La rétractation de l’empire américain si elle va poser des problèmes économiques certains puisque nos merveilleuses élites américanisées ont tout fait pour nous rendre dépendantes de ce pays, va aussi laisser les pays européens seuls pour la première fois depuis presque un siècle. Je comprends que cela puisse faire peur, mais c’est aussi une opportunité. La fin de l’illusion d’un monde qui finirait par tranquillement s’endormir dans un rêve global de marché postnational permettra aussi aux nations d’Europe de retrouver une action politique et économique à la fois plus conforme à leurs intérêts respectifs, mais aussi plus proche des désirs de leurs propres peuples. Car l’une des maladies de la démocratie moderne fut cette imposition d’un modèle unique, américain, pour tous les peuples du continent alors que leurs intérêts et leurs préférences étaient au moins aussi nombreux que les langues et les cultures de notre vieux continent. Ce réveil aura aussi des effets violents. La montée de l’AFD en Allemagne montre un rejet très fort de l’Europe, de la BCE, mais aussi de l’immigration. Une immigration qui n’a été acceptée que durant ce laps de temps où les nations d’Europe pensaient disparaître dans un maelstrom d’américanisation. Maintenant que les peuples du continent vont retrouver la direction de leurs propres intérêts, les conséquences de l’immigration de masses vont être rejetées de plus en plus violemment.
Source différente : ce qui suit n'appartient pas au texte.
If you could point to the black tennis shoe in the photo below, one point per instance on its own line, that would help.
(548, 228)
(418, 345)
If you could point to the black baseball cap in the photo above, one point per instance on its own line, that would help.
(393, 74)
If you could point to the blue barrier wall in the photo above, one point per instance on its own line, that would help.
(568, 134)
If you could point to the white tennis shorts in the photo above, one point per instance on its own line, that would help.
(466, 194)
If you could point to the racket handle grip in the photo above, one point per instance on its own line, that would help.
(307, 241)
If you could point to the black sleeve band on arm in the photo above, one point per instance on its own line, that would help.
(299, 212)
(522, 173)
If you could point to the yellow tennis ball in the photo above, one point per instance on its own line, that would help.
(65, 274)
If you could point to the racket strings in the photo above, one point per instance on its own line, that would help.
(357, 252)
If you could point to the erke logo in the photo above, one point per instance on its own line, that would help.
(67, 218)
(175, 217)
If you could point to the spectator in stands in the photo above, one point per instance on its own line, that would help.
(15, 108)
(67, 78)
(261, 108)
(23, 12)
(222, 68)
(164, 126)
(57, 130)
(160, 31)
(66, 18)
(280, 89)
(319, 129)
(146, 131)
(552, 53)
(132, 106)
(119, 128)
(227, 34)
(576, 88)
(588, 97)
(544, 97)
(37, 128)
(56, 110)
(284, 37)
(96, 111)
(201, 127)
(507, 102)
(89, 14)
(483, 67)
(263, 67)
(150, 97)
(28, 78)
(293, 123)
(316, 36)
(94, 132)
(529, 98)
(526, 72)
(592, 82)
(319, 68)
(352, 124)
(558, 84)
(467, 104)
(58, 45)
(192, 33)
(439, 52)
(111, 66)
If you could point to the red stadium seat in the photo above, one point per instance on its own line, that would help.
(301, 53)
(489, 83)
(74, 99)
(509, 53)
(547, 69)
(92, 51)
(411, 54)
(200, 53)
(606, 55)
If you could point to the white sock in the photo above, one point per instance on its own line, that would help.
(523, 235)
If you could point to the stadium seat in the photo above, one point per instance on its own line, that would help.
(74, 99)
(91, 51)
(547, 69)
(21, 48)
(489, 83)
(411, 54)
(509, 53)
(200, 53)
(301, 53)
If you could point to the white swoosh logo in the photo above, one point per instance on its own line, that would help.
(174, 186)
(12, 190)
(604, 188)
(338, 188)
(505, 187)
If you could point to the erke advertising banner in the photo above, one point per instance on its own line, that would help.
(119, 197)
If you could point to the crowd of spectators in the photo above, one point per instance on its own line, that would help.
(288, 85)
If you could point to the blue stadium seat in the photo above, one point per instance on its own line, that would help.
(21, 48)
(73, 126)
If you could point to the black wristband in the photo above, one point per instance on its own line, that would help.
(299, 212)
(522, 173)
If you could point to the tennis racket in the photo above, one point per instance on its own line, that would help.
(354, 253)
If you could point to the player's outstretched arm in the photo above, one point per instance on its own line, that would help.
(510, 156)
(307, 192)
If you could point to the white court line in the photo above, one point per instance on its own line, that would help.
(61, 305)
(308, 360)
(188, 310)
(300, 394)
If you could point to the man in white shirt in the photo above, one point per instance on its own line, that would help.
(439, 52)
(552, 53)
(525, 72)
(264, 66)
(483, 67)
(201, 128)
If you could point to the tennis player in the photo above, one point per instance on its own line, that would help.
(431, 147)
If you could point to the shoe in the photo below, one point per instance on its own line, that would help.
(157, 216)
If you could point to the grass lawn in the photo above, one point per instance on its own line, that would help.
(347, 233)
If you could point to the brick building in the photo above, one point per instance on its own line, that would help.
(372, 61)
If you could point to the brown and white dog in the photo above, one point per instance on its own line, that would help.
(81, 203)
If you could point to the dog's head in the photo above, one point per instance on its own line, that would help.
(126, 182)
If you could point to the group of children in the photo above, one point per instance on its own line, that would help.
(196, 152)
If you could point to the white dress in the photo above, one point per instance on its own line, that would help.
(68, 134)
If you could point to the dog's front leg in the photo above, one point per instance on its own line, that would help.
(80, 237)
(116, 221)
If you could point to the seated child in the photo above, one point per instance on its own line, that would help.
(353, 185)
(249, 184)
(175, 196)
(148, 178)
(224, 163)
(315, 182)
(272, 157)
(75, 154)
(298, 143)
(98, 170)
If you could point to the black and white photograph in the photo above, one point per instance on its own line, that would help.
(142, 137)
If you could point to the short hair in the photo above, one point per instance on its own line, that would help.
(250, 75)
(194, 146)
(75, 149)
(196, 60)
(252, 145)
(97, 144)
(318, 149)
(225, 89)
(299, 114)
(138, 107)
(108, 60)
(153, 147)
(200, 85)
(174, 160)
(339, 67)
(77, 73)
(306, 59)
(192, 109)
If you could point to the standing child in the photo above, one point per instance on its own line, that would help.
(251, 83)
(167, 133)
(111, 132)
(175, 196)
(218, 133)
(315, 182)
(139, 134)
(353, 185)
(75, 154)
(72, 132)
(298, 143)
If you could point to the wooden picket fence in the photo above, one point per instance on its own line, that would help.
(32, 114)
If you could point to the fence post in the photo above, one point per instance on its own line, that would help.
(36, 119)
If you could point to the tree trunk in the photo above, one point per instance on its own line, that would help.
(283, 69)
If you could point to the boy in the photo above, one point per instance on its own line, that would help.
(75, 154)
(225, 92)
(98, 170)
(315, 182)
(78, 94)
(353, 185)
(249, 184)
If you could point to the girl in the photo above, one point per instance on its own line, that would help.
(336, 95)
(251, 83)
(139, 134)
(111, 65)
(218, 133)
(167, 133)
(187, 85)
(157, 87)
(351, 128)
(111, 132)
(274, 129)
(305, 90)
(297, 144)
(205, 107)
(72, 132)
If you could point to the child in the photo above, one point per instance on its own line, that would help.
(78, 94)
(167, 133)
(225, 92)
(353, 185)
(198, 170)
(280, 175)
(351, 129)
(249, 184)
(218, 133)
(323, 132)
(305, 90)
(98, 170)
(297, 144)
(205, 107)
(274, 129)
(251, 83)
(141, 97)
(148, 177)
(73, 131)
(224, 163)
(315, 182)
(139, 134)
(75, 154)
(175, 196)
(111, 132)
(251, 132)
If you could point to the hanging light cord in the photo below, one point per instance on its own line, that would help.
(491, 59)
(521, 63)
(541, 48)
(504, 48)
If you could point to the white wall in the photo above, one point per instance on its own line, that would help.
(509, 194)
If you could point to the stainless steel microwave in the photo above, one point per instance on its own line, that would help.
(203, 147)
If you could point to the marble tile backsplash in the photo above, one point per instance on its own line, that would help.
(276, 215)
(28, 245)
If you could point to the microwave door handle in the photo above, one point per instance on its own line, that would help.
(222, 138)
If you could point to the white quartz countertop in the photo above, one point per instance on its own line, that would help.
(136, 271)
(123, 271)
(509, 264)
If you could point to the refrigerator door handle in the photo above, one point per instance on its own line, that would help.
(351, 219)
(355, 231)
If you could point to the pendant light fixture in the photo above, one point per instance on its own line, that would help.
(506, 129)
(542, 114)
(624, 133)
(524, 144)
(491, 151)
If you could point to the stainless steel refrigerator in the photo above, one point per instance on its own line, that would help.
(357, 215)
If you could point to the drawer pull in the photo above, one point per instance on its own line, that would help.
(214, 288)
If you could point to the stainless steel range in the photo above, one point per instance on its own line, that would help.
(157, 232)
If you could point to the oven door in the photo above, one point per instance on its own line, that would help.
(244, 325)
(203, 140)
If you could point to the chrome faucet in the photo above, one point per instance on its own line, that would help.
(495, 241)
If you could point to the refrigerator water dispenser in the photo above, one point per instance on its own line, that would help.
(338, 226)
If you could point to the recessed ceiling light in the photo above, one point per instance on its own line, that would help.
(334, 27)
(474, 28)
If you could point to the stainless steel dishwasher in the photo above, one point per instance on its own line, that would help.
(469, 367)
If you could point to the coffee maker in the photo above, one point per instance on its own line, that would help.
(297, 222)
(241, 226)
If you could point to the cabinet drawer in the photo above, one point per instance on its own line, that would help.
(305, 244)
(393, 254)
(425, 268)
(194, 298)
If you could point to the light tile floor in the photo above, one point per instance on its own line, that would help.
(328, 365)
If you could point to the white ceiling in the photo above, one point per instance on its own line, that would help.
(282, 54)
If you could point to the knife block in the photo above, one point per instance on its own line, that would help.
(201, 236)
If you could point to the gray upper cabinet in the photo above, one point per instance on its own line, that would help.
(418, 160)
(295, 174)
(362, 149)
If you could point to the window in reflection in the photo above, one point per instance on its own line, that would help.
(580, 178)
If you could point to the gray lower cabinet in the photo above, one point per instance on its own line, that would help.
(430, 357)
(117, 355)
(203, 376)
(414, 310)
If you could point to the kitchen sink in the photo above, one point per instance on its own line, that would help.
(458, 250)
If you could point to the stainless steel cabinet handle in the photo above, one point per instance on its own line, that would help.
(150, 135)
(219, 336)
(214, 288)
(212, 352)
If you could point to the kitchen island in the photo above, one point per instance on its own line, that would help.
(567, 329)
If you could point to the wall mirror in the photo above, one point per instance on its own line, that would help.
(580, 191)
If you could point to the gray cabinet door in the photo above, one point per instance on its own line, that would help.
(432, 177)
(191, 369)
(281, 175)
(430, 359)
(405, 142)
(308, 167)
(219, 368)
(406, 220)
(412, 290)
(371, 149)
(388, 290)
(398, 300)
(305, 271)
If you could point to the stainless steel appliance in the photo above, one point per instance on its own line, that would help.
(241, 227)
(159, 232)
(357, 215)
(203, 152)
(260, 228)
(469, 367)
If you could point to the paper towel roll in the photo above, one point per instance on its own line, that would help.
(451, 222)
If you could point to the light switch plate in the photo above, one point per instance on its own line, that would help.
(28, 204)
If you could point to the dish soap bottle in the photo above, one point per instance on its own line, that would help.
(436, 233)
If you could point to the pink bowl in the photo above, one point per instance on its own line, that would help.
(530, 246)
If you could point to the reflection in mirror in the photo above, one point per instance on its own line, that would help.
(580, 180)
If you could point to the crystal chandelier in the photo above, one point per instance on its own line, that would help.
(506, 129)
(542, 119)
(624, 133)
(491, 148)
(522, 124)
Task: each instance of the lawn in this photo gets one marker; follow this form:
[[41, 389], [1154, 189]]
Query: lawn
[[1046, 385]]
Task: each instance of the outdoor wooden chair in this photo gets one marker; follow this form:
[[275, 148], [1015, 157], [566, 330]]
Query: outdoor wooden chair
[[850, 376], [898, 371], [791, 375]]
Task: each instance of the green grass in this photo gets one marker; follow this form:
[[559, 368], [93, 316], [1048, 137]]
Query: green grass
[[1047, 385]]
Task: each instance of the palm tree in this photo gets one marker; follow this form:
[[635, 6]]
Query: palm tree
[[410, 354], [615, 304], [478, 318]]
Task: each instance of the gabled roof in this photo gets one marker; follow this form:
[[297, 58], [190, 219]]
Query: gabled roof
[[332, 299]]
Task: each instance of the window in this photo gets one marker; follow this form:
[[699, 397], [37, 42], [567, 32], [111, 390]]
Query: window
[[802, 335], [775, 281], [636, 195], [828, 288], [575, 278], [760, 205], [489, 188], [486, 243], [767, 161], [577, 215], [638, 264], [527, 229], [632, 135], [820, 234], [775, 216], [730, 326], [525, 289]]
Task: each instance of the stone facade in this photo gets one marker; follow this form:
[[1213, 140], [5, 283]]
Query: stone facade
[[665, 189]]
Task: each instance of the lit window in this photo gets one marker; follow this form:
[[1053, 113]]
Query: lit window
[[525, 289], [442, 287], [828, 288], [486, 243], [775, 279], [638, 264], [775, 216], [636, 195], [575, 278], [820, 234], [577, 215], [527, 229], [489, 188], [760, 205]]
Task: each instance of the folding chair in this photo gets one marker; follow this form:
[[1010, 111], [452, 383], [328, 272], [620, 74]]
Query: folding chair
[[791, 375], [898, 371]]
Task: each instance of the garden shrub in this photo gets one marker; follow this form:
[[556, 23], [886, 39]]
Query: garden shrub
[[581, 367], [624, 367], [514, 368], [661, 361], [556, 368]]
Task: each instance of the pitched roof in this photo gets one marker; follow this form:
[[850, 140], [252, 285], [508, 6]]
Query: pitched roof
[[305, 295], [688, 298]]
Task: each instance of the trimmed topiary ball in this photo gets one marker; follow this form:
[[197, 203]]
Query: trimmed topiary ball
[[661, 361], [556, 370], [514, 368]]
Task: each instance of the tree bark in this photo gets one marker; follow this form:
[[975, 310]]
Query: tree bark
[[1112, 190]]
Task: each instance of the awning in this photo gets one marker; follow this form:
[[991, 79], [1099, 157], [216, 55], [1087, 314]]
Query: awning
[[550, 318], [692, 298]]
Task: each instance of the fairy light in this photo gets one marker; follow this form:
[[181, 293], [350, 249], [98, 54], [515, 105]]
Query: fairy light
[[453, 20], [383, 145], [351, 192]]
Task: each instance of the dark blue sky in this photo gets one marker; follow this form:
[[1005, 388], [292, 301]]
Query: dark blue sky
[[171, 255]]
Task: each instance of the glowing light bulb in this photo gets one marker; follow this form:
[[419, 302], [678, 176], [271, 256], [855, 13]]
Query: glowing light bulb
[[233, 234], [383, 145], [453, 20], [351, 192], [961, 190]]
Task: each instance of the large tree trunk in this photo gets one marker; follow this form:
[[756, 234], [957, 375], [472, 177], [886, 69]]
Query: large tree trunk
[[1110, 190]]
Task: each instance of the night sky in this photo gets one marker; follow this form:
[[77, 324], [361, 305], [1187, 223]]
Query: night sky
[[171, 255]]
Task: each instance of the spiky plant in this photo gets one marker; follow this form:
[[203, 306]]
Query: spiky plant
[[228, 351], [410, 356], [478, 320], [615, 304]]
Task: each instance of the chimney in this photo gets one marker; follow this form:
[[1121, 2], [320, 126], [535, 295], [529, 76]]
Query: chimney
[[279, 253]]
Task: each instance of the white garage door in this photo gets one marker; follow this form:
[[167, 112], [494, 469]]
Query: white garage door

Le retour de l’histoire en Europe aura donc à la fois des conséquences néfastes et positives. Des conflits pourraient aussi ressurgir, ne nous faisons pas d’illusion sur la question. Surtout si l’on constate la très grande irresponsabilité des « élites » extrêmement dogmatiques qui ont été fabriqués par des décennies de soumission à l’imperium américain. Il reste qu’à mon sens le prix à payer pour cette libération me paraît beaucoup moins coûteux à long terme que celui d’une soumission perpétuelle à l’Oncle Sam nous conduisant à terme à une inéluctable extinction culturelle et même démographique. Nous allons devoir réapprendre à régler des conflits et à faire de la vraie politique. Une chose que nous n’avions plus faite depuis 1945 si l’on exclut la trop courte période gaulliste.